Getting Started with MITRE ATT&CK: Fetching and Processing Data Like a Pro

Q: Should I use mitreattack-python or parse the STIX JSON directly?

Use mitreattack-python. It abstracts relationship walking into named methods, which makes calling code shorter and less error-prone than walking STIX relationship objects by hand.

Q: How often does the dataset change?

Major releases roughly every six months, minor updates more often. Refetch on a weekly cron and diff the technique list; x_mitre_version supports version-aware comparisons.

Q: What about Mobile and ICS ATT&CK?

Both are separate STIX files in the same repo. Load them with the same MitreAttackData constructor. Enterprise covers most defender use cases; check ICS for OT environments.

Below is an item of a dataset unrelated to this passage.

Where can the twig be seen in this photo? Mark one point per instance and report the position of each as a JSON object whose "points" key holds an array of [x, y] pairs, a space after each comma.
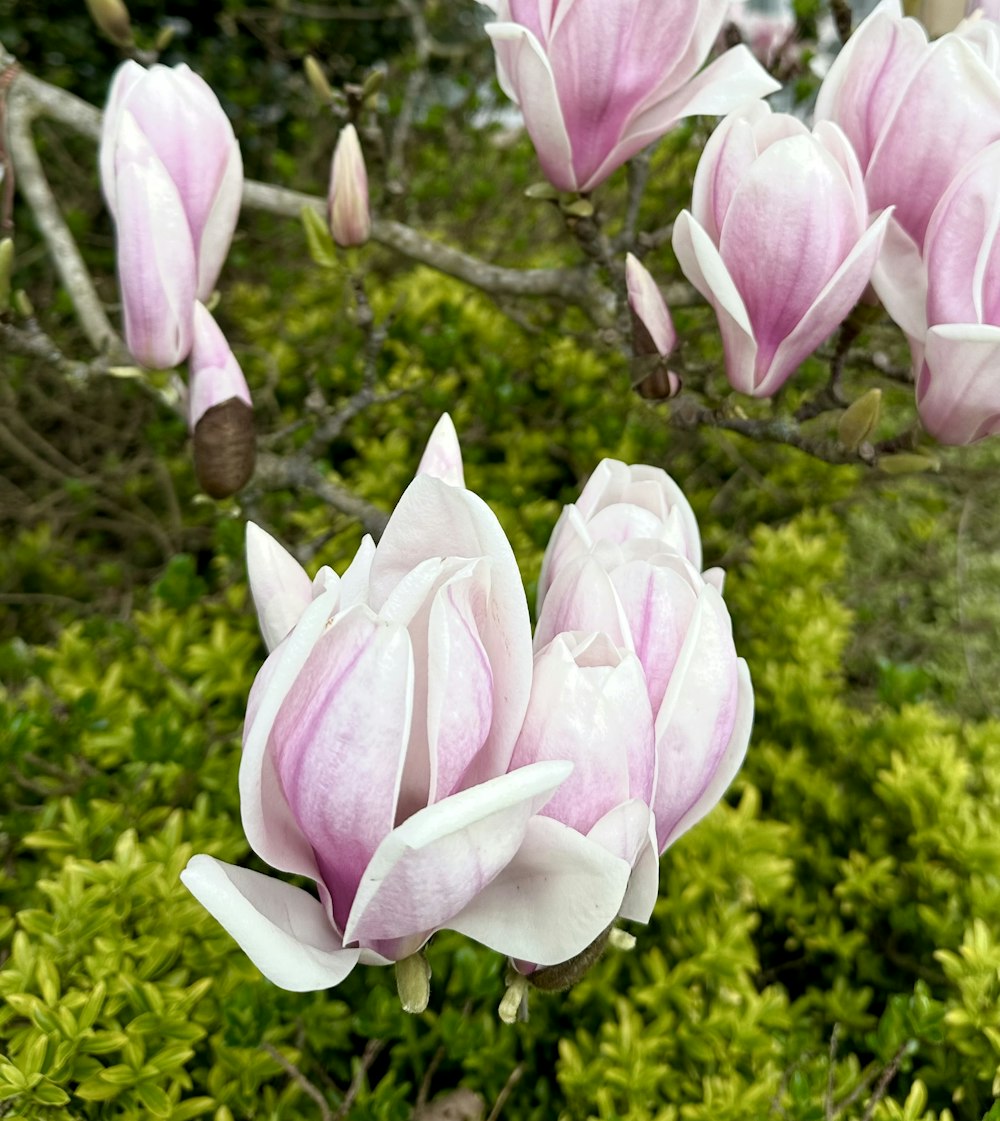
{"points": [[372, 1048], [295, 472], [21, 109], [299, 1080], [882, 1084], [827, 1098]]}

Q: Can I run this offline?

Yes. Once the STIX JSON is cached, nothing in the pipeline needs the internet. Schedule a periodic refresh and run analysis offline.

MITRE ATT&CK is the most widely used knowledge base of adversary tactics and techniques, and at some point every defender wants to do more with it than click through the web UI. This is part one of a four-part series on working with ATT&CK programmatically in Python — fetching the data, mapping relationships, visualising in the Navigator, and bridging across to MITRE D3FEND. The series uses the official mitreattack-python library on the maintained STIX 2.1 dataset.

Key Takeaways

MITRE publishes ATT&CK as STIX 2.1 JSON on GitHub. The mitreattack-python library is the supported way to parse and query it.
Cache the STIX JSON locally — the enterprise dataset is ~30 MB and refetching it on every run is wasteful.
The library returns STIX objects. Convert them to plain dictionaries with a small recursive helper so they survive JSON serialisation.
Three object types do most of the work: techniques, groups, and mitigations. Subsequent posts in this series wire them together.
For one-off analysis, a Jupyter notebook works. For repeatable pipelines, the structure below (loader + analyser + cache directory) keeps things maintainable.

Environment

Python 3.10+.
mitreattack-python 3.0 or later.
Internet access for the initial download of enterprise-attack.json.
~100 MB of free disk space for the cache (the optional Mobile and ICS datasets add a similar amount each).

The Problem

Browsing the ATT&CK website is fine for looking up a single technique. The friction starts when you want to ask cross-cutting questions: which techniques are most used by groups that target our sector? Which techniques have no documented mitigations? Which subtechniques cluster under the techniques our SIEM is already catching? Those answers need the data in a form you can query, and that means STIX JSON in memory, not HTML in a browser tab.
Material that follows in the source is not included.